In situations where the relevant clause made reference to the applicability of “the provisions of the Indian Arbitration Act and Rules made thereunder” as was the case in MMTC Ltd. v. Sterlite Industries (India) Ltd., (1996) 6 SCC 716, on the strength of Section 85(2)(a) the governing provisions in respect of arbitral proceedings which had not commenced before 1996 Act had come into force would be those of the 1996 Act alone. On the same reasoning even if an arbitration agreement entered into after the 1996 Act had come into force were to make a reference to the applicable provisions of those under Indian Arbitration Act or the 1940 Act, such stipulation would be of no consequence and the matter must be governed under the provisions of the 1996 Act. An incorrect reference or recital regarding applicability of the 1940 Act would not render the entire arbitration agreement invalid. Such stipulation will have to be read in the light of Section 85 of the 1996 Act and the principles governing such relationship have to be under and in tune with the 1996 Act. Purushottam v. Anil, (2018) 8 SCC 95.

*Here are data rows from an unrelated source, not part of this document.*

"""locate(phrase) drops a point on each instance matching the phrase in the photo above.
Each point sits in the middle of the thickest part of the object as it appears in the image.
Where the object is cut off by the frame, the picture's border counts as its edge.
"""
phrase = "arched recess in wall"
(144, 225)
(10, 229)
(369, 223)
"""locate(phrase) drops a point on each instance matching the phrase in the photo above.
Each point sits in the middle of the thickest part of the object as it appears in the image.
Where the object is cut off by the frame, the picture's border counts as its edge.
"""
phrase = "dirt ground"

A perusal of Section 42 of the Arbitration and Conciliation Act, reveals a clear acknowledgement by the Legislature, that the jurisdiction for raising a challenge to the same arbitration agreement, arbitration proceeding or arbitrable award, could most definitely arise in more than one court simultaneously. To remedy such a situation Section 42 of the Arbitration Act mandates, that the court wherein the first application arising out of such a challenge is filed, shall alone have the jurisdiction to adjudicate upon the dispute(s), which are filed later in point of time. The above Legislative Intent must also be understood as mandating, that disputes arising out of the same arbitration agreement, arbitral proceeding or arbitral award, would not be adjudicated upon by more than one court, even though jurisdiction to raise such disputes may legitimately lie before two or more courts. State of Maharashtra v. Atlanta Ltd., (2014) 11 SCC 619.
In State of Goa v. Praveen Enterprises, (2012) 12 SCC 581, addressing the issue pertaining to counterclaims, the Court observed as follows:
“As far as counterclaims are concerned, there is no room for ambiguity in regard to the relevant date for determining the limitation. Section 3(2)(b) of the Limitation Act, 1963 provides that in regard to a counterclaim in suits, the date on which the counterclaim is made in court shall be deemed to be the date of institution of the counterclaim. As the Limitation Act, 1963 is made applicable to arbitrations, in the case of a counterclaim by a respondent in an arbitral proceeding, the date on which the counterclaim is made before the arbitrator will be the date of institution insofar as counterclaim is concerned. There is, therefore, no need to provide a date of commencement as in the case of claims of a claimant. Section 21 of the Act is therefore not relevant for counterclaims. There is however one exception. Where the respondent against whom a claim is made, had also made a claim against the claimant and sought arbitration by serving a notice to the claimant but subsequently raises that claim as a counterclaim in the arbitration proceedings initiated by the claimant, instead of filing a separate application under Section 11 of the Act, the limitation for such counterclaim should be computed, as on the date of service of notice of such claim on the claimant and not on the date of filing of the counterclaim. Voltas Limited v. Rolta India Limited, (2014) 4 SCC 516.